While there were sections of annoyingly thick undergrowth, the Three Mountains Walk was a fantastic circuit walk, and another classic example of how Dave's Walk GPS walks are significantly better than the majority of on-track walks in the Perth region. With such outstanding scenery, it is almost unbelievable that this route doesn't exist as a marked circuit walk on a formed trail as a marked version would have to rank as one of the best walks in Perth.

The answer perhaps lies in the garbage piled up on the road. The fact of the matter is that there are just too many people who don't give a damn about looking after the land properly for us to deserve this being a recognised and managed trail; as soon as a trail went in, the dirt biking riders would be all over this and the granite would be covered in tyre marks and garbage dumping.

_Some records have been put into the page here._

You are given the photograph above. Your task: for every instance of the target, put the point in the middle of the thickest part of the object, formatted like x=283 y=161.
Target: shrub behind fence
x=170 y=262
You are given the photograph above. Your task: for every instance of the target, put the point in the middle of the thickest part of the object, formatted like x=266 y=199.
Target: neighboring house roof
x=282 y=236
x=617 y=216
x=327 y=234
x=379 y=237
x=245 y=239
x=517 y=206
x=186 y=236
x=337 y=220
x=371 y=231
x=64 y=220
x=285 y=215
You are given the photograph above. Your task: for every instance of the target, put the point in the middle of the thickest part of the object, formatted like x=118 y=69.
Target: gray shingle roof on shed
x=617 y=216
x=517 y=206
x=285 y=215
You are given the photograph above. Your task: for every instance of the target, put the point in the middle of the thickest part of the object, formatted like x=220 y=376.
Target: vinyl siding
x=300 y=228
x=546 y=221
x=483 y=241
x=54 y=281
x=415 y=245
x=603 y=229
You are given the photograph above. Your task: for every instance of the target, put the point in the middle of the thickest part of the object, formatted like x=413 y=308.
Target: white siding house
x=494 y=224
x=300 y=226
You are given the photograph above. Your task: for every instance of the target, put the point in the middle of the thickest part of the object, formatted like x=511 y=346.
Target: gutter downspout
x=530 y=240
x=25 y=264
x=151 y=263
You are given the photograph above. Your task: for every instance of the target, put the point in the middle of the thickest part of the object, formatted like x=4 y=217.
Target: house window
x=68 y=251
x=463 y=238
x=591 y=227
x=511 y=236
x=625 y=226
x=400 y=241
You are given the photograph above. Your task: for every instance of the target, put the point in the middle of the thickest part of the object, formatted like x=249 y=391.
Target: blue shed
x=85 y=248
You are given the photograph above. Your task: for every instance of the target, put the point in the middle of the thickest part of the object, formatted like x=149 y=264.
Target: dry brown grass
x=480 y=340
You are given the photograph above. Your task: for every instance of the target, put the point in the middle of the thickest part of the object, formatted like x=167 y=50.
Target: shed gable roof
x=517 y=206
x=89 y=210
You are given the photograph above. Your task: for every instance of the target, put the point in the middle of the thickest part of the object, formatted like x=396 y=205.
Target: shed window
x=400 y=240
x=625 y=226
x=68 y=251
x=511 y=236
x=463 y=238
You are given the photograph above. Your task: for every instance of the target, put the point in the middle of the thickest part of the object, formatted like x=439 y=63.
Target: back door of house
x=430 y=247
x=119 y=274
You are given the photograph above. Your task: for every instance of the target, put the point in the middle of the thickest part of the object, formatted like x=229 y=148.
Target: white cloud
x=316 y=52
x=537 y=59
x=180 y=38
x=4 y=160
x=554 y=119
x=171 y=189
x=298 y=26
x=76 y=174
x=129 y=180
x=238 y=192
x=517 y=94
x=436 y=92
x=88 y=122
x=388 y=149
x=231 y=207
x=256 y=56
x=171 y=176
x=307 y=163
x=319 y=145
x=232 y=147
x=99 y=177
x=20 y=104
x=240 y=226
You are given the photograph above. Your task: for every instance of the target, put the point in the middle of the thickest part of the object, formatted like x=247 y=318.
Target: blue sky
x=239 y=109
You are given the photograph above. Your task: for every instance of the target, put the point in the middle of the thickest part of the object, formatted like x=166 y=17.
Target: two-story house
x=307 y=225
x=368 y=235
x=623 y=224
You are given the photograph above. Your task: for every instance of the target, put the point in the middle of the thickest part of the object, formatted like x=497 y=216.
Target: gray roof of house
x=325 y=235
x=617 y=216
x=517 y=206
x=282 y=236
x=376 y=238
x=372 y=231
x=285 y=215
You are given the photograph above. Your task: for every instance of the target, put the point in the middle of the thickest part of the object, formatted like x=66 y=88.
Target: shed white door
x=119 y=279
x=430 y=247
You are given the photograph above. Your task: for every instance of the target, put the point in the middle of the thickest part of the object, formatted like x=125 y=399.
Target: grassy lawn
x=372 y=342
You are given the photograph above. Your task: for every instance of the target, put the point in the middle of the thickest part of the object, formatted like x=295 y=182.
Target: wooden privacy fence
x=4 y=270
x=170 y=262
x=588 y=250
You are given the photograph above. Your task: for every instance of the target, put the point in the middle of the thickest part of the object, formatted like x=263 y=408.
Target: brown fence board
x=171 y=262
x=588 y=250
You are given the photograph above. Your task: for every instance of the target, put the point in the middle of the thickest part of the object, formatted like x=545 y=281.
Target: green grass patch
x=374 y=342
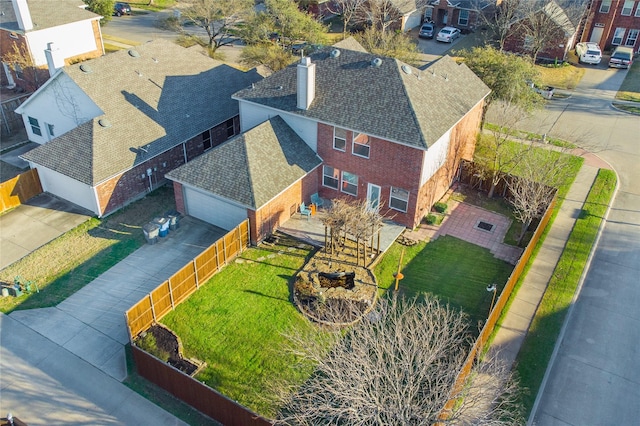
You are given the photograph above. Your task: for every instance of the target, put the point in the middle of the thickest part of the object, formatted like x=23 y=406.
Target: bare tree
x=398 y=366
x=496 y=154
x=539 y=174
x=219 y=18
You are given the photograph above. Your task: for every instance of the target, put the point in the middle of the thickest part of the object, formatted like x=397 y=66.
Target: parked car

Sadly, with ever-stretched budgets Parks and Wildlife simply cannot afford to police such repugnant activity and we are stuck with the status quo of limited trail supply, with most of the ones that we are given being boring walks along forestry tracks.

Nevertheless, this scenery is available for those who are prepared to wander off the beaten track. While I would suggest this walk to hikers who are experienced with off-track walking, I really loved this walk and would recommend it. If you're someone like me who has exhausted all that you can get out of the marked trails in Perth, then the Three Mountains Walk GPS Route is one that is definitely worth checking out.


  1. there are plenty of granite outcrops a bit further to the east to Explore anytime, :-) thanks for the great blog

    1. We definitely want to head out and explore this area more as I think there is a lot of potential deep within the park. Thanks for the tip!